De Paris : Khalil KHALSI - Nous entamons à partir de ce samedi, la publication bi- mensuelle d'une nouvelle rubrique intitulée « Un café à Paris », signée Khalil Khalsi, notre correspondant permanent à Paris. Une rubrique dans laquelle nous brossons le portrait d 'un citoyen ( ou une citoyenne), résidant en France et qui se distingue par sa créativité culturelle, littéraire ou artistique.
Rendez-vous à Métro Cardinal Lemoine, ligne 10. Matin d'octobre un peu froid et gris, le Quartier Latin s'éveille lentement, le cœur de Paris recommence à battre. Kerim aime bien ce lieu où il a élu résidence depuis quelques années. Il connaît bien son chemin, les cafés comme les endroits chargés d'Histoire. Quelques jours auparavant, ses pas et sa passion nous ont guidés jusqu'à un hôtel du Quartier Latin où avaient habité des auteurs de la Beat Generation. Sujet sur lequel Kerim s'était consacré l'année dernière au cours de sa thèse.
Non, Kerim n'a pas eu de formation littéraire, même s'il avoue – et peut-être le fait-il rarement – que son rêve d'enfance était de devenir écrivain. « Ce rêve est toujours dans le placard », susurre-t-il, lui qui a participé récemment à un concours de nouvelles où « ça a plutôt pas mal marché » pour lui. Mais il reste réaliste : « On ne peut pas tout faire, et surtout tout bien faire », tranche-t-il.
C'est que Kerim Bouzouita, musicien et compositeur de 31 ans, vise l'excellence. Que ce soit dans son cursus universitaire ou dans son travail musical, deux parcours qui étaient à l'opposé l'un de l'autre avant qu'il ne décide de se restreindre à la musique.
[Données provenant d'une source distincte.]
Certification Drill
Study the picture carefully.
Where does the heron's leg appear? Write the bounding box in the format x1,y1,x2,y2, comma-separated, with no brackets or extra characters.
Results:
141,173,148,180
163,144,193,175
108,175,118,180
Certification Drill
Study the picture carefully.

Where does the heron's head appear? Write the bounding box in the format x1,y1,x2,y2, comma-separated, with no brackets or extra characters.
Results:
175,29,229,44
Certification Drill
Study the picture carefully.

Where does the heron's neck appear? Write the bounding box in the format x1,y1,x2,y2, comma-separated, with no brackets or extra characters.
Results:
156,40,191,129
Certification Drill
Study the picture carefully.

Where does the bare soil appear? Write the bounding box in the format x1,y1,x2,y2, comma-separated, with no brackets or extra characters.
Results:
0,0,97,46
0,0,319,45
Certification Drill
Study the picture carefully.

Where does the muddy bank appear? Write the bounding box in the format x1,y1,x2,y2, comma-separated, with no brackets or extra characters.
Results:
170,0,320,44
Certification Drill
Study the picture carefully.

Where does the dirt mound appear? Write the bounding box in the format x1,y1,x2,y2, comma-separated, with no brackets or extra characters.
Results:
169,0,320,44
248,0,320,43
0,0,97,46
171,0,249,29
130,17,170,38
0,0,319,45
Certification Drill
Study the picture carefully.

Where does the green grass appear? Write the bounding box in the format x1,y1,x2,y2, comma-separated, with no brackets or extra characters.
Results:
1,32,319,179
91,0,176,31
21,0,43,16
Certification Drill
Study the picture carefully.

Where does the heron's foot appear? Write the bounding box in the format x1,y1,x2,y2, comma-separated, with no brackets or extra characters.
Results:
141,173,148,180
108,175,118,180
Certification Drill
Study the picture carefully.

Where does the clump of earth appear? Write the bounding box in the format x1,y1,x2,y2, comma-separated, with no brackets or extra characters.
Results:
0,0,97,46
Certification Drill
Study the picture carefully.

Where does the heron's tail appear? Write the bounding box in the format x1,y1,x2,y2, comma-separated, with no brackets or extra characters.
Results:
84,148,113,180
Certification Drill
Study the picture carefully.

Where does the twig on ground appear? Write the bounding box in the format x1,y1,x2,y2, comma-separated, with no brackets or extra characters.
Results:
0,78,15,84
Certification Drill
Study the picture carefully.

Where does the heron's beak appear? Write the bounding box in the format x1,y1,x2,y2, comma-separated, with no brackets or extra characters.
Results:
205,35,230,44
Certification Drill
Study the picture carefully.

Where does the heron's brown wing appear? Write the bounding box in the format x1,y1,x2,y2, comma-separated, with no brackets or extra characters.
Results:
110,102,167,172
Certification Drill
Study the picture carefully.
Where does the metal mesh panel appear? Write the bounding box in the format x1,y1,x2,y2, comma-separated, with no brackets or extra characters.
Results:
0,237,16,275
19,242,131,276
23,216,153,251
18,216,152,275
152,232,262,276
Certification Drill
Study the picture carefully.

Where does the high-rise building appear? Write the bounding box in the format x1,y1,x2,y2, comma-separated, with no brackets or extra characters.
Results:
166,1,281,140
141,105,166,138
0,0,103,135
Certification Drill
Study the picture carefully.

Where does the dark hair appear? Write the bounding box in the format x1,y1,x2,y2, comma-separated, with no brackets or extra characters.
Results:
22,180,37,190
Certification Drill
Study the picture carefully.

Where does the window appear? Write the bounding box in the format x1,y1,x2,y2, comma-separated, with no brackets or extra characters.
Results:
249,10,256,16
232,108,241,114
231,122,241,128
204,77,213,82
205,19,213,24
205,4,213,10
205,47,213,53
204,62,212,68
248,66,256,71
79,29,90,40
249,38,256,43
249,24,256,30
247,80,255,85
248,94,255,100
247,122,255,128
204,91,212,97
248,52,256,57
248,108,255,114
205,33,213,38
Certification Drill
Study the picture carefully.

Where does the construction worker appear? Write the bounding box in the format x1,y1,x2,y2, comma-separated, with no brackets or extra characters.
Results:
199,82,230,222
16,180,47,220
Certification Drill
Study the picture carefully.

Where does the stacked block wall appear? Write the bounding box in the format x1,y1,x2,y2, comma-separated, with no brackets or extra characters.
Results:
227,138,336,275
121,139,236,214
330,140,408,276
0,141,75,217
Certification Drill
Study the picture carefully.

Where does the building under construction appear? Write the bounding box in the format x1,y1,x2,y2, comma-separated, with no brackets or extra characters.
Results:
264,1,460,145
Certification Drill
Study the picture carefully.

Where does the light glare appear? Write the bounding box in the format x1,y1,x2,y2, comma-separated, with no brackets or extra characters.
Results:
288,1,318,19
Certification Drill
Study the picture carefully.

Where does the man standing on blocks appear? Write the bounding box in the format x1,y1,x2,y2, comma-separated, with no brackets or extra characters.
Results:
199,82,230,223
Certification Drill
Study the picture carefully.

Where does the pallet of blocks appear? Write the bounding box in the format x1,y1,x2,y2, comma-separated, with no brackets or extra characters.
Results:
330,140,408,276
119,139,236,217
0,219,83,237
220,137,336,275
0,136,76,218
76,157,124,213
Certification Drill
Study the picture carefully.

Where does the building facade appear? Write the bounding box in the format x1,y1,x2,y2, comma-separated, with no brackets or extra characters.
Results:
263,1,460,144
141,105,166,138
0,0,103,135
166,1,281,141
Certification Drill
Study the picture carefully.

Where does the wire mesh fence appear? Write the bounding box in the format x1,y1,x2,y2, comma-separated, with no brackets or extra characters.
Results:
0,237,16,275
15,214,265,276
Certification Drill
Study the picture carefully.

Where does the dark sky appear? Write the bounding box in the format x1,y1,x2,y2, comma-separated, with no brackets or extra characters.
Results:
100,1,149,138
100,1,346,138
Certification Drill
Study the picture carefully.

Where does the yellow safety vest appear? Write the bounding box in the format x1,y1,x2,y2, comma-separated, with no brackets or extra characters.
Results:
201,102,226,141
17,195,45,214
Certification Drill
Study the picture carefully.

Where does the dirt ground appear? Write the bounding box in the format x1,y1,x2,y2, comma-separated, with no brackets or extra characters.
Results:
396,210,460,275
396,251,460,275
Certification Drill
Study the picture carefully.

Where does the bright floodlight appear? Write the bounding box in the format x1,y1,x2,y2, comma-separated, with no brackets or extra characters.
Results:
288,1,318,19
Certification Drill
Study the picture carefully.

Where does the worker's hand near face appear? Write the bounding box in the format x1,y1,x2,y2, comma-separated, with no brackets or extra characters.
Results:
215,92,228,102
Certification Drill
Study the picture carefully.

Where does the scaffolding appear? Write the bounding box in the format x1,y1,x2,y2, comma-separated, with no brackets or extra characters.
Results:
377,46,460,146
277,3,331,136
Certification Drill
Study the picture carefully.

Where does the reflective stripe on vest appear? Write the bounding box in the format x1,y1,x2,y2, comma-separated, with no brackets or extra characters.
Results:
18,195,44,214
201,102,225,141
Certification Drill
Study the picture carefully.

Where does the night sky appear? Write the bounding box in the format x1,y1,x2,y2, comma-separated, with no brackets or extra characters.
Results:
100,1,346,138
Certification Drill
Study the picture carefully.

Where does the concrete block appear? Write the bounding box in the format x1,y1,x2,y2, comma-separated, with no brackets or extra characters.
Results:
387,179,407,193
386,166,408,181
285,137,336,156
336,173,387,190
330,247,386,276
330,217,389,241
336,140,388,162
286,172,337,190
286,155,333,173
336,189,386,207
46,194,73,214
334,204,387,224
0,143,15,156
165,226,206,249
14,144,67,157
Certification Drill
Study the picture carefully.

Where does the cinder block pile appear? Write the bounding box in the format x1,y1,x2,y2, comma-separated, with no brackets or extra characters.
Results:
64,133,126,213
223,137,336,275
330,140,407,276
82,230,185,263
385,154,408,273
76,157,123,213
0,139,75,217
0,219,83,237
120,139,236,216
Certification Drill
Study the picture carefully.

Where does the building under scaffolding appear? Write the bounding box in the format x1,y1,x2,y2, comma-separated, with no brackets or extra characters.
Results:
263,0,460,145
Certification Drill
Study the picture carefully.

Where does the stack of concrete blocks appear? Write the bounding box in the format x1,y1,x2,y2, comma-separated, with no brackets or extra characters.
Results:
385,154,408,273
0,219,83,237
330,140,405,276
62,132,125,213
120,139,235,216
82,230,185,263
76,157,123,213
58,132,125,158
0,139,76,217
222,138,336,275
Car Kerim, maîtrisard en Informatique de Gestion (ISG Tunis), s'est installé en 2002 en France pour poursuivre des études en communication publicitaire ; durant son Master, il a même été embauché par une grande agence publicitaire, ensuite par le groupe Vivendi Universal. « Ayant très vite gravi les échelons, j'ai été complètement refroidi par rapport à la perspective de passer ma vie à trouver des idées pour faire consommer les gens », dit-il, avant de comparer cette expérience à la même qu'il a eue, à 23 ans, dans une grande maison de disques : « Je devais me conformer à un cahier de charges obéissant aux lois du marché que les producteurs pensaient correspondre aux attentes du public… Je me retrouvais, quelque part, à refaire de la pub. »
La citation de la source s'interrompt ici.